Although many companies with image synthesis models disregard ethics, notable exceptions include Adobe.
“Adobe presents an interesting case in the generative AI space, claiming to exclusively utilize their proprietary data to train their AI models. This approach potentially sets a precedent for ethical data usage, where the artists whose works contribute to the AI’s learning process are recognized and compensated, though the specifics of the compensation remain a topic for further examination,” said Gil Appel, an Assistant Professor of Marketing at the George Washington University School of Business who has conducted research on intellectual property as it relates to AI generation.
Adobe’s practice aligns with the responsible and transparent data-sourcing strategies discussed in the broader context of AI development and copyright issues, offering a model that others in the industry might follow.
Some AI companies that have developed generative text-to-image models, such as Stability AI and OpenAI, have offered to let artists opt out of having their images used in future training data, according to Technology Review. However, these policies still leave power in the hands of tech companies and indicate that all content accessible online is automatically opted in, effectively disregarding artists’ right to choose.
“What’s really exciting about Nightshade is the potential shift it represents in the power dynamics between individual creators and tech giants. Nightshade could be a game-changer, nudging companies to be more mindful and perhaps encouraging a trend where asking for consent becomes the norm, not the exception,” Appel said.
Zhao agrees, believing that AI companies should take a simple course of action.
“They should do what they should have done in the first place, which is to respect ownership of content and train on things they have licenses for,” Zhao said. “They should just behave like everyone else and pay for their right to access it.”
With this initial success of Nightshade as a data poisoning tool, Zhao acknowledges that there is a risk that individuals could abuse the tool for malicious uses. However, attackers would need thousands of poisoned samples to inflict real damage on more powerful models that use billions of data samples to train.
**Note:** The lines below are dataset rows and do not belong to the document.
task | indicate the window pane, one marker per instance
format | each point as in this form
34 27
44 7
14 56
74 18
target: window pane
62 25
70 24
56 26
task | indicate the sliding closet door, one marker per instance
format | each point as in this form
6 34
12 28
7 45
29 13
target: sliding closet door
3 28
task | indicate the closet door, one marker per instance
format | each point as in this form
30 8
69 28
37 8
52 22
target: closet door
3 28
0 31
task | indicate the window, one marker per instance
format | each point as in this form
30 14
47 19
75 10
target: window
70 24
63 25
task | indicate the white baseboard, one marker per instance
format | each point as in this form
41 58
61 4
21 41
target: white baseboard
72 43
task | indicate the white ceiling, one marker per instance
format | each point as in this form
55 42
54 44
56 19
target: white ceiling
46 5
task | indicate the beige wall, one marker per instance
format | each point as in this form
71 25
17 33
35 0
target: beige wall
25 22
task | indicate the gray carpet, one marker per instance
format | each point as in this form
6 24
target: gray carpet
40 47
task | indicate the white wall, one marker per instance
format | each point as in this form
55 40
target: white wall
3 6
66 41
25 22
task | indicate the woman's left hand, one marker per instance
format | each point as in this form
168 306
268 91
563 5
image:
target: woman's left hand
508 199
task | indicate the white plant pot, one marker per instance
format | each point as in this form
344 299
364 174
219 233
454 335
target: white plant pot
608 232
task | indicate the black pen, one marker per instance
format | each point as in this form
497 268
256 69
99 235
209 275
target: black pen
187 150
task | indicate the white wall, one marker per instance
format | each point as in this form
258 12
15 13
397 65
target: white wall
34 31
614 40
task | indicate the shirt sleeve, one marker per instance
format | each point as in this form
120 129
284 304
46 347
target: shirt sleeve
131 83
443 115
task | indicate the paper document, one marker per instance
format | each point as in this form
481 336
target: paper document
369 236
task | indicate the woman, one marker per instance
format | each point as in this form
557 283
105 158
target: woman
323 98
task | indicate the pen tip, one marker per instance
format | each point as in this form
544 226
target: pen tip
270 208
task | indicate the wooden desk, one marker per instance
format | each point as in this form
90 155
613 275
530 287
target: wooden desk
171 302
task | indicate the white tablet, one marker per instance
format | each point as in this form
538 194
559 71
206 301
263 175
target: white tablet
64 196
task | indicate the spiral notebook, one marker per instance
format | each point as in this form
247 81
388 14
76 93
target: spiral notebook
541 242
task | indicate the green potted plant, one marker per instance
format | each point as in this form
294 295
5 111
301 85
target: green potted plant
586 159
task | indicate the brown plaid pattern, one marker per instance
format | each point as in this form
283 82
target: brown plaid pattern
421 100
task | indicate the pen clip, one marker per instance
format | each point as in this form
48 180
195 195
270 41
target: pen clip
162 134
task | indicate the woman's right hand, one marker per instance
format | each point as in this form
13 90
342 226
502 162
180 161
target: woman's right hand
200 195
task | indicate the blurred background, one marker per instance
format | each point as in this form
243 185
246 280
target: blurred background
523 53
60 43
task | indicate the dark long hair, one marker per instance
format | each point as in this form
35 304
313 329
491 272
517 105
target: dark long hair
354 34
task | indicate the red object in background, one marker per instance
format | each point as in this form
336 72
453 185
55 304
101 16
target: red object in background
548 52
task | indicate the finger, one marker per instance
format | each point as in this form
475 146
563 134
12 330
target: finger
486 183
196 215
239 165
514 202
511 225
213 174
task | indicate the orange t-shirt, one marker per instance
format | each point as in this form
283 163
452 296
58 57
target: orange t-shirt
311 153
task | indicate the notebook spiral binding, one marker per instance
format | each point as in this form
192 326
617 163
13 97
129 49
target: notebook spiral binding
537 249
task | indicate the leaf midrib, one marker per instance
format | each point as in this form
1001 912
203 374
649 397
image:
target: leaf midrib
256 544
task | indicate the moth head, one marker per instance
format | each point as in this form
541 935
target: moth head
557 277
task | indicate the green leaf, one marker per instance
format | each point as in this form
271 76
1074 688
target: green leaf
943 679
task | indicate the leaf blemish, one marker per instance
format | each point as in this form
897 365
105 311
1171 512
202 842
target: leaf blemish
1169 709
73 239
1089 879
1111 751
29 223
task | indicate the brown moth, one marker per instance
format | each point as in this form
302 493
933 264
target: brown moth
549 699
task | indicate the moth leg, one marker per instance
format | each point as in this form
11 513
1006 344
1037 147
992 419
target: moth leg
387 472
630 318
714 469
Regardless, Nightshade has proved to be useful in the way it was intended.
As stated in the UChicago researchers’ report, moving forward, poison attacks could encourage model trainers and content owners to consider negotiating the licensed acquisition of training data for upcoming models.
“This tool isn’t just a technical fix. It’s a statement about valuing the artist, and it could lead to a future where creativity and technology go hand in hand in a more respectful and legally sound way,” Appel said.